The results spoke for themselves: 3.2 million learners across 8 countries, 500,000+ quizzes completed, and 82% week-4 retention. In education technology, those numbers are rare. But they happened because we listened to users and turned their pain points into features that stick

Growth is something most startups struggle with. How have you approached growth without massive budgets?

Growth budgets are a luxury. Most startups don’t have them. So you learn quickly: the product itself has to drive growth.

At Naija News, we had no marketing budget. Zero. Instead, we built shareability into the product push notifications, social sharing, and multilingual content. People spread it because it was valuable to them.

At Afrilearn, growth came from solving pain points in a way that naturally attracted users. We added offline access to cut data costs, and parents spread the word. We added dashboards so parents could track progress, and suddenly they became our biggest evangelists.

The lesson is simple: if you solve pain so well that people brag about it, you don’t need ads.

 

Many young product managers ask about tools. What tools really matter in your day-to-day?

Tools are important, but they don’t replace empathy. That said, I rely heavily on: one, Jira for sprint planning and roadmaps. Two, Figma for user flows and design, and finally, Firebase for analytics and retention tracking.

These tools keep the team aligned. But let me stress no tool can replace talking to users. Firebase can tell you churn is 30%. Only a conversation will tell you why. A great product manager balances both: hard data and human insight.

 

What’s one mistake you see product managers make often?

Building for themselves instead of their users. I’ve seen teams spend months building “cool” features nobody asked for. And then they’re shocked when usage flatlines. The harsh truth is: users don’t care how smart you are. They care if you make their lives easier.

The best features I’ve ever launched, Learn & Earn at Afrilearn, Hausa content at Naija News, didn’t come from my imagination. They came from listening to users and acting on their pain.

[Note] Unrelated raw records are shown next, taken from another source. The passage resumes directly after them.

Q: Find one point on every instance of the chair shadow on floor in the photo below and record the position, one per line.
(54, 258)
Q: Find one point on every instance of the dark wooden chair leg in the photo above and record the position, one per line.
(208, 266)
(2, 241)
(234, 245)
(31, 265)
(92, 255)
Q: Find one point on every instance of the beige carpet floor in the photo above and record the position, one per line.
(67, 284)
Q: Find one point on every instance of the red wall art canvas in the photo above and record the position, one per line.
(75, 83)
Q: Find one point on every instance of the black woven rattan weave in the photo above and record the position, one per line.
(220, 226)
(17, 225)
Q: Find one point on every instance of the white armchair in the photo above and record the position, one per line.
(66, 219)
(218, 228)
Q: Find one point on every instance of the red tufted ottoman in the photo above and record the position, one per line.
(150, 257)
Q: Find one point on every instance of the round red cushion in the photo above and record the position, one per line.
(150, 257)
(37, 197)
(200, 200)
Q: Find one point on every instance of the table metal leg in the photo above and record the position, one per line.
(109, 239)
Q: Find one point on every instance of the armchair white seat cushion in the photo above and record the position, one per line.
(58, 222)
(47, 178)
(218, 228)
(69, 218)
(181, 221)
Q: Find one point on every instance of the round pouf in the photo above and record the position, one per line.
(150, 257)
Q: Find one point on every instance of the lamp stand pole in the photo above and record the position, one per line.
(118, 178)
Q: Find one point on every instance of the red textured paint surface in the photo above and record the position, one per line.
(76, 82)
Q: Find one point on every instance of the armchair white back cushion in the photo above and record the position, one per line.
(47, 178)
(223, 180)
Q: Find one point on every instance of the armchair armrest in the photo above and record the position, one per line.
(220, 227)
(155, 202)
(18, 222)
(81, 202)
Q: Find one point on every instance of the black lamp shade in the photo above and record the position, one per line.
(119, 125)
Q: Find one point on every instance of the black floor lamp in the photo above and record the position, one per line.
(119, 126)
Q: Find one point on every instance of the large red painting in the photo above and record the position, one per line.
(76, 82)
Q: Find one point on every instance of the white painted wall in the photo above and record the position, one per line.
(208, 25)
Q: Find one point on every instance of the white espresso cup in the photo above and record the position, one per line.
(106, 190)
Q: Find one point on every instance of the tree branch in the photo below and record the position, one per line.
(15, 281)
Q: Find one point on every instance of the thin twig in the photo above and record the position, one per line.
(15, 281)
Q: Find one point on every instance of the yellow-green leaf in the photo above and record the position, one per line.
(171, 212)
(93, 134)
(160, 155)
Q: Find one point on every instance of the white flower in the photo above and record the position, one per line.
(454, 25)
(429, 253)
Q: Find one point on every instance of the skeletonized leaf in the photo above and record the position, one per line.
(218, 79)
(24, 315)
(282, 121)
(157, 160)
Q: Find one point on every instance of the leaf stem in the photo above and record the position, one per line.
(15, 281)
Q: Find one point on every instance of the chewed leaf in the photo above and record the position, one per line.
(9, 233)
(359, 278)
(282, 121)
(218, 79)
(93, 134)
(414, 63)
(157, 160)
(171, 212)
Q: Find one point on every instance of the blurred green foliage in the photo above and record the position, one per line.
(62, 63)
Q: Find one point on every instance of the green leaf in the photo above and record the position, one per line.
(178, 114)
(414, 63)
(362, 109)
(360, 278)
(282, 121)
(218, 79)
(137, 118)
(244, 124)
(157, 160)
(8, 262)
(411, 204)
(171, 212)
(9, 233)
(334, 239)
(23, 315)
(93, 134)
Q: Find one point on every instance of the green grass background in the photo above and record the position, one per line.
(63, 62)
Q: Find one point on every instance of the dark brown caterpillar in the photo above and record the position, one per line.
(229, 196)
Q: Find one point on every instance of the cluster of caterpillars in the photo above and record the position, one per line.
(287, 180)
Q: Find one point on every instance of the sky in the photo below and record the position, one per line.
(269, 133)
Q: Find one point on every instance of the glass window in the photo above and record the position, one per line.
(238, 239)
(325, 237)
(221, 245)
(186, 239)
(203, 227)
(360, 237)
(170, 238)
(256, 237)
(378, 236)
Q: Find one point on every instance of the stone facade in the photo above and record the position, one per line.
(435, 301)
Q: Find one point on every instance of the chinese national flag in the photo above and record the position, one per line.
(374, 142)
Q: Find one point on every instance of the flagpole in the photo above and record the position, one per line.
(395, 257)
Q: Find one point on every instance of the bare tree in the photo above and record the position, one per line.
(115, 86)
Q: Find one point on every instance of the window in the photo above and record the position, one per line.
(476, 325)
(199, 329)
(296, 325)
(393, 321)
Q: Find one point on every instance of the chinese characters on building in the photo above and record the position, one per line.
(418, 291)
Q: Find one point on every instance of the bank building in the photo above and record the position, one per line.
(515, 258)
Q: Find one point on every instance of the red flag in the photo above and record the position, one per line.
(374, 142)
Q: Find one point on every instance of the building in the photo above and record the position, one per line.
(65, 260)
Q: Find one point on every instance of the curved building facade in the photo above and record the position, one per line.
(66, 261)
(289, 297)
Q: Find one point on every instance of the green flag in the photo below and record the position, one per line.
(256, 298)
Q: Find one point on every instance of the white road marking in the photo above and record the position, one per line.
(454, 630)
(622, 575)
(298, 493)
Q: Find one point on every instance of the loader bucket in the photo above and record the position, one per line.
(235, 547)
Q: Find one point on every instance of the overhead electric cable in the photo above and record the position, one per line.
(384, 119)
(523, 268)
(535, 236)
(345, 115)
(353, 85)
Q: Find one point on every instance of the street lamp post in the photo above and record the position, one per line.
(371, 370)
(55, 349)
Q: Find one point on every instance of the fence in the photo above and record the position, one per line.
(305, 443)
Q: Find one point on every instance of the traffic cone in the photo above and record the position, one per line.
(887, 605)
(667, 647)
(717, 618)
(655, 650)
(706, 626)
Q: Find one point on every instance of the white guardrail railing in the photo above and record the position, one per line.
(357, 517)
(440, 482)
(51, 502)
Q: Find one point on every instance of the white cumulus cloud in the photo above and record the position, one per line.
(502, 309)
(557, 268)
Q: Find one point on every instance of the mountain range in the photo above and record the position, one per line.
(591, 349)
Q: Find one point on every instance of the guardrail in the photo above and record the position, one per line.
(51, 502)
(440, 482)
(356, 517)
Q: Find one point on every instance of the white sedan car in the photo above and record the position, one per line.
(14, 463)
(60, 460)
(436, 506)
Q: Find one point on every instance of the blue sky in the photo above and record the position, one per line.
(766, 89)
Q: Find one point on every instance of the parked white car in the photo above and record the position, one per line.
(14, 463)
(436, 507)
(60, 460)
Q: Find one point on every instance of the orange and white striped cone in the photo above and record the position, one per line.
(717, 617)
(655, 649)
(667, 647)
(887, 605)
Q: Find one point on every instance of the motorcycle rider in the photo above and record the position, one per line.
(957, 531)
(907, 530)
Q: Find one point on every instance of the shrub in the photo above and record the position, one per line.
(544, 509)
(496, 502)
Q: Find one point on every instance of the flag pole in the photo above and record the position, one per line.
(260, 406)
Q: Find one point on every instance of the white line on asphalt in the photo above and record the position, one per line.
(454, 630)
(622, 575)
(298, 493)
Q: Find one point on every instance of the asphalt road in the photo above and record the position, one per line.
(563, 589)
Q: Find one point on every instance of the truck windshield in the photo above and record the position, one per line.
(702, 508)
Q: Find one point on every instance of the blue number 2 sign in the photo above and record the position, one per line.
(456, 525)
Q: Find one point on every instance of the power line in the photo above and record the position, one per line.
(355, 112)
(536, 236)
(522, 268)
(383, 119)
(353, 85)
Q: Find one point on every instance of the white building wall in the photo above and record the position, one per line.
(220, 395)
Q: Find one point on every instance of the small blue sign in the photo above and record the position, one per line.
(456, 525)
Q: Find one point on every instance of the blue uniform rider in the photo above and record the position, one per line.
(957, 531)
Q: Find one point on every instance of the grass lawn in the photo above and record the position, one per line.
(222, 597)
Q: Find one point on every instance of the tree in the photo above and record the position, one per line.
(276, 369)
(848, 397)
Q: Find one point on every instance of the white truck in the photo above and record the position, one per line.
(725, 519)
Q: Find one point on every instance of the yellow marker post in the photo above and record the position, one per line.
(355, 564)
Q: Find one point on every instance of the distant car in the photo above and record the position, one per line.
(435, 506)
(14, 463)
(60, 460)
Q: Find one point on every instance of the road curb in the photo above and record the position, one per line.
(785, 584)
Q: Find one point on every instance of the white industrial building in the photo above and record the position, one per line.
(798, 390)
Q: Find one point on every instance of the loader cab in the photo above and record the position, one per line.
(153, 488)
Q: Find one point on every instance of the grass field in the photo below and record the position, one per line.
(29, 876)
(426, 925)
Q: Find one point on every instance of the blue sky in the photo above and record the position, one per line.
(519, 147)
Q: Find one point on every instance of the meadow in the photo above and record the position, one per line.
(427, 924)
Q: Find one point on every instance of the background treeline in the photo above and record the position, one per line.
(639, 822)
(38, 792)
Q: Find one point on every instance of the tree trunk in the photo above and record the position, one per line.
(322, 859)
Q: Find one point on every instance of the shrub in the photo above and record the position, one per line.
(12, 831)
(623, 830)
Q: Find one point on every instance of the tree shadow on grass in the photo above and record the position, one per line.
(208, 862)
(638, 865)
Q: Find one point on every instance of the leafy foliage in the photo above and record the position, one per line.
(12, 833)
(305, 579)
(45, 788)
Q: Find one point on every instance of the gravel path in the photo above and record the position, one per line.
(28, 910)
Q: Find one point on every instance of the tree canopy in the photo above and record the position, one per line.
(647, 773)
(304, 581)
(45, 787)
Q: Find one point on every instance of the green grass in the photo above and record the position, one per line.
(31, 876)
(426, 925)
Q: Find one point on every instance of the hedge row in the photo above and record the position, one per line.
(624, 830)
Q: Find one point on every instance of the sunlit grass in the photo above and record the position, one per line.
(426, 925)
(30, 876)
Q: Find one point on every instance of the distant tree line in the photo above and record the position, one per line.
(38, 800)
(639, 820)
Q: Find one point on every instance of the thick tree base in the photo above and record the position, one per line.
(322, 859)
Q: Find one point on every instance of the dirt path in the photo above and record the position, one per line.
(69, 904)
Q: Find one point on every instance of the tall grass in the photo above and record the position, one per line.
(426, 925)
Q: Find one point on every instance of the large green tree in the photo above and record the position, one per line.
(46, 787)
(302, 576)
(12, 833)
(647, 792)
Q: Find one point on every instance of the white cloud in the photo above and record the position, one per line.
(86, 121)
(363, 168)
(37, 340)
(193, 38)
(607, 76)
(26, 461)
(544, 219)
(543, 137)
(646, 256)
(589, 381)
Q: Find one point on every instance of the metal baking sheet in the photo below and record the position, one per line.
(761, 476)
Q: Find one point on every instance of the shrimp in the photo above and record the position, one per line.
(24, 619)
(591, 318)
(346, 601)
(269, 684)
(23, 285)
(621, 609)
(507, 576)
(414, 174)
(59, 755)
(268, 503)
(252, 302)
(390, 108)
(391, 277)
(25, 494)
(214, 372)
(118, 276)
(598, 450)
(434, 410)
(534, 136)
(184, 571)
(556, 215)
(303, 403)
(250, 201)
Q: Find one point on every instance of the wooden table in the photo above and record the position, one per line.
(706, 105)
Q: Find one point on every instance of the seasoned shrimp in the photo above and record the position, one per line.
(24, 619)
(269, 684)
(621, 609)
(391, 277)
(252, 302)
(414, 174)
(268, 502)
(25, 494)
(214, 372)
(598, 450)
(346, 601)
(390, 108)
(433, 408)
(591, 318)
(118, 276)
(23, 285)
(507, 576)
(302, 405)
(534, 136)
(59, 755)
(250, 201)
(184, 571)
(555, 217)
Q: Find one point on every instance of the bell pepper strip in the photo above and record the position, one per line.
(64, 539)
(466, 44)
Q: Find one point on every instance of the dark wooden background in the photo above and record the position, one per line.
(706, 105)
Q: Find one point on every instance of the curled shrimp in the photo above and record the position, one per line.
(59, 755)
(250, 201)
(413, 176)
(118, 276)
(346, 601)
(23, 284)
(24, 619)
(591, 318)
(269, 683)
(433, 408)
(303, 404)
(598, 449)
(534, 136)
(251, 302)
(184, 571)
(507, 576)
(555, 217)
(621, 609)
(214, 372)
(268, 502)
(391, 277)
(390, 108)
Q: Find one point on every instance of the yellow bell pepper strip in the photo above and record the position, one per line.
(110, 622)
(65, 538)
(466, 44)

You also worked on Afrilearn’s School Management System. Can you share a bit about that?

Yes. As Afrilearn grew, schools started telling us their biggest struggles weren’t just with teaching but with administration. Teachers were wasting hours daily on manual tasks. Schools were losing millions in unpaid fees because there was no system to track them.

We built the Afrilearn School Management System (SMS) to solve that. It automated attendance, grading, billing, and communication. Within a year, over 750 schools adopted it. Teachers saved two hours daily, and schools reported a 40% increase in fee recovery. Some schools literally recovered millions in their first term.

Again, that’s the essence of product management: listen, translate pain into features, and deliver measurable impact.

How do you see the role of African product managers in the global digital economy?

I believe African product managers bring a unique advantage: we innovate with constraints. We don’t always have huge budgets, or perfect infrastructure. We learn to make products that work offline, that compress data, that scale despite low resources.

That kind of thinking is valuable globally. As the world focuses more on AI, big data, and inclusive digital solutions, African innovators can contribute models that are lean, practical, and scalable.

I see my role as not just building products here but also connecting with global ecosystems, sharing what works, and mentoring the next generation of product leaders.

Finally, what advice would you give to aspiring product managers who want to build impact?

Start with problems, not features. Spend more time listening than building. Test small and measure retention, not downloads. Build partnerships instead of only chasing ads.

And most importantly, remember: product management is not about looking smart in meetings. It’s about making people’s lives better. If you focus on that, everything else growth, recognition, funding follows naturally.